🚀 Job Scrapper & Cover Letter Generator

An automated data pipeline designed to streamline the job application process. This tool scrapes job listings from LinkedIn, processes the extracted data, and automatically generates tailored cover letters to give you a competitive edge in your job search.

✨ Features

Automated Web Scraping: Extracts job postings, titles, locations, and posting dates directly from LinkedIn.
Data Processing & Analysis: Cleans and analyzes scraped HTML data to identify key job requirements and details.
Dynamic Cover Letter Generation: Automatically crafts personalized cover letters based on the extracted job data.
Interactive Notebooks: Includes a Jupyter Notebook environment for data exploration and testing.

⚠️ Disclaimer

Warning

CRITICAL WARNING: You should not run this program on your local machine while signed in to your LinkedIn account on your web browser.
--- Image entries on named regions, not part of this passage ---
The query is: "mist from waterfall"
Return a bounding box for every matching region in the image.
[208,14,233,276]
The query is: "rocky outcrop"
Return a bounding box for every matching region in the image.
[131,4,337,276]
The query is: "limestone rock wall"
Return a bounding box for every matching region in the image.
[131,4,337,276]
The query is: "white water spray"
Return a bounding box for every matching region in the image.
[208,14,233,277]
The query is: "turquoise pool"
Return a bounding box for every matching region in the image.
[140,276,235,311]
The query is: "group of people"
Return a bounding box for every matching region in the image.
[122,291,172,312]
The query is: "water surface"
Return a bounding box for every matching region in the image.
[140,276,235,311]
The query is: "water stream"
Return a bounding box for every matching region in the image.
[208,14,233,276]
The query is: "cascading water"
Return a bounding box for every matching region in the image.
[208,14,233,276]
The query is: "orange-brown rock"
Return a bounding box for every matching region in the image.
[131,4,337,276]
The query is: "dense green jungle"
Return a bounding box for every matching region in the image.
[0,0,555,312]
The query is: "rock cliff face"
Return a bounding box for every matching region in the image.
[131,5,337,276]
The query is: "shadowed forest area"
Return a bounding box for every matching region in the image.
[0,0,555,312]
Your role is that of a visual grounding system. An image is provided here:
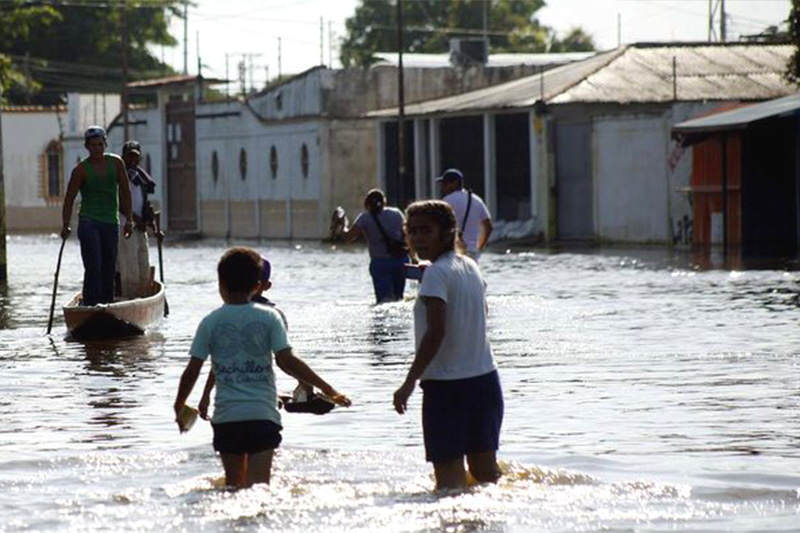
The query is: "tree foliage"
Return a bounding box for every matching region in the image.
[0,0,183,103]
[340,0,594,67]
[786,0,800,85]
Automated scraping can trigger security flags, which may result in your personal account and IP address being banned. Instead, it is highly recommended to run this anonymously through the Google Colab notebook.

This tool interacts with LinkedIn's front-end HTML elements (e.g., results-context-header, base-search-card). Web structures change frequently, which may require you to update the HTML tags in the scraping script. Furthermore, please be mindful of LinkedIn's Terms of Service regarding automated scraping and use this tool responsibly.

Note

⏱️ Execution Time & Rate Limiting Note: To mimic human behavior and avoid attracting attention from anti-bot protections, this program is intentionally designed to run slowly.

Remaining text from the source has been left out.